The US Army medical service had several different categories of medically trained enlisted men during the Korean War. Besides medical corpsmen (MOS 5657), there were also aidman (MOS 3666), and then technicians in specific areas such as X-ray technicians (MOS 3264), pharmacy technicians (MOS 3859) and so on. All of these could be referred to informally as medics. The difference lay in the amount of training given and the kinds of tasks they were assigned to.

Recruits were first given 8 weeks of basic combat training. After this, they would proceed to specialised training in their assigned MOS such as infantrymen, artillerymen and so on. Those assigned to the medical service would go on to advanced medical training. After 2 weeks of advanced training, the medical trainees would be split into three groups. Those with relevant civilian experience or qualifications go directly to assignments or else be trained as in Medical Field Service School as technicians. Of the remaining trainees, those with better educational and physical attributes would be trained as aidman while the rest would be trained as corpsman. Training in the US took place at Fort Sam Houston. The Far East Command also ran courses at the Far East Command Medical Service Specialist School at Shinodayama, Osaka, and, after 1952, at Eta Jima.[1]
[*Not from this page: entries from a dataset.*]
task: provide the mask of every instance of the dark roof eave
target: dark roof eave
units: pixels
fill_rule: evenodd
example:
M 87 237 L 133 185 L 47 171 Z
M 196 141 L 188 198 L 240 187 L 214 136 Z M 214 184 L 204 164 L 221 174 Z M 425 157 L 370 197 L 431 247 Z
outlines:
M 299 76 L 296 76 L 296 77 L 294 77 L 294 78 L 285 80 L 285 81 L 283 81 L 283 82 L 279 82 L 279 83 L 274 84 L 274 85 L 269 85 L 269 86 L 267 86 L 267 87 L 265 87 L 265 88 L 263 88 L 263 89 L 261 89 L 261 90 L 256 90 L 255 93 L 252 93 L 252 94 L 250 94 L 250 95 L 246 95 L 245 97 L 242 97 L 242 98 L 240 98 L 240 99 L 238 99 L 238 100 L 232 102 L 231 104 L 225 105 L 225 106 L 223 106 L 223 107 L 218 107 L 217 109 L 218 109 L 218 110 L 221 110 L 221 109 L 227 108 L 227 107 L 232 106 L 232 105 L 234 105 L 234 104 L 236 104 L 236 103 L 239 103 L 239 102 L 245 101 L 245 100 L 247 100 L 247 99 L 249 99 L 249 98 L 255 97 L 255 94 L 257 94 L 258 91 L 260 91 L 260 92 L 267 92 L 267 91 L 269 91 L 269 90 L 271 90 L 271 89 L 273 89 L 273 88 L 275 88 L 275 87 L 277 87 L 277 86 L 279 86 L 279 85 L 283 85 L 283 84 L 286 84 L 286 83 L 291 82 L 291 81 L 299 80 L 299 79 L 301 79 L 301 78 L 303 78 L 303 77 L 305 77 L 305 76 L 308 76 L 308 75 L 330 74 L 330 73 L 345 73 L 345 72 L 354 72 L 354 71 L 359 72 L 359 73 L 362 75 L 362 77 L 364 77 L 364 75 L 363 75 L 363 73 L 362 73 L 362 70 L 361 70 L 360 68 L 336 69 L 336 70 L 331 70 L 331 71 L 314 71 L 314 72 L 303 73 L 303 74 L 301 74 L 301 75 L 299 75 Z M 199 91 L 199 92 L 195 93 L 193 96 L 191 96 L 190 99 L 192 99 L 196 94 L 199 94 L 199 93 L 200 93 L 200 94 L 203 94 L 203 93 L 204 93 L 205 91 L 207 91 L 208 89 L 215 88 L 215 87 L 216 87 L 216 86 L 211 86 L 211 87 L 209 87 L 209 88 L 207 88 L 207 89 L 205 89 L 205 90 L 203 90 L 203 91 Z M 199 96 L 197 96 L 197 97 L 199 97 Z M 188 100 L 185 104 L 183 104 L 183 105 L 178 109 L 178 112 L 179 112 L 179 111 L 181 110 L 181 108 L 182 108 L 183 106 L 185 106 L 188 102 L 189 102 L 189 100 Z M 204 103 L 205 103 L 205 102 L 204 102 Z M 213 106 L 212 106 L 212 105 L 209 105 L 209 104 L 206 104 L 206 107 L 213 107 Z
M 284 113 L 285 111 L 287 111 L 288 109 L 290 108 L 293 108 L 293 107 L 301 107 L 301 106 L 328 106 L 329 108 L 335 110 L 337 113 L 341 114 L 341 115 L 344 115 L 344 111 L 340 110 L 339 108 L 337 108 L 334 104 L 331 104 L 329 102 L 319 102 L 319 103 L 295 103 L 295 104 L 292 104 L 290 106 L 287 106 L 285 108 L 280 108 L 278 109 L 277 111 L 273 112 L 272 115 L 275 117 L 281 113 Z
Corpsman had basic first-aid training but were mainly employed as litter bearers, ambulance drivers and hospital orderlies. Aidmen had more medical training and would accompany fighting troops. Each company would have four aidmen who would follow the troops into the frontline. During combat, the first person to tend to a wounded soldier would typically be the company aidman. Aidmen would also be stationed at the battalion aid station and other medical facilities to assist doctors.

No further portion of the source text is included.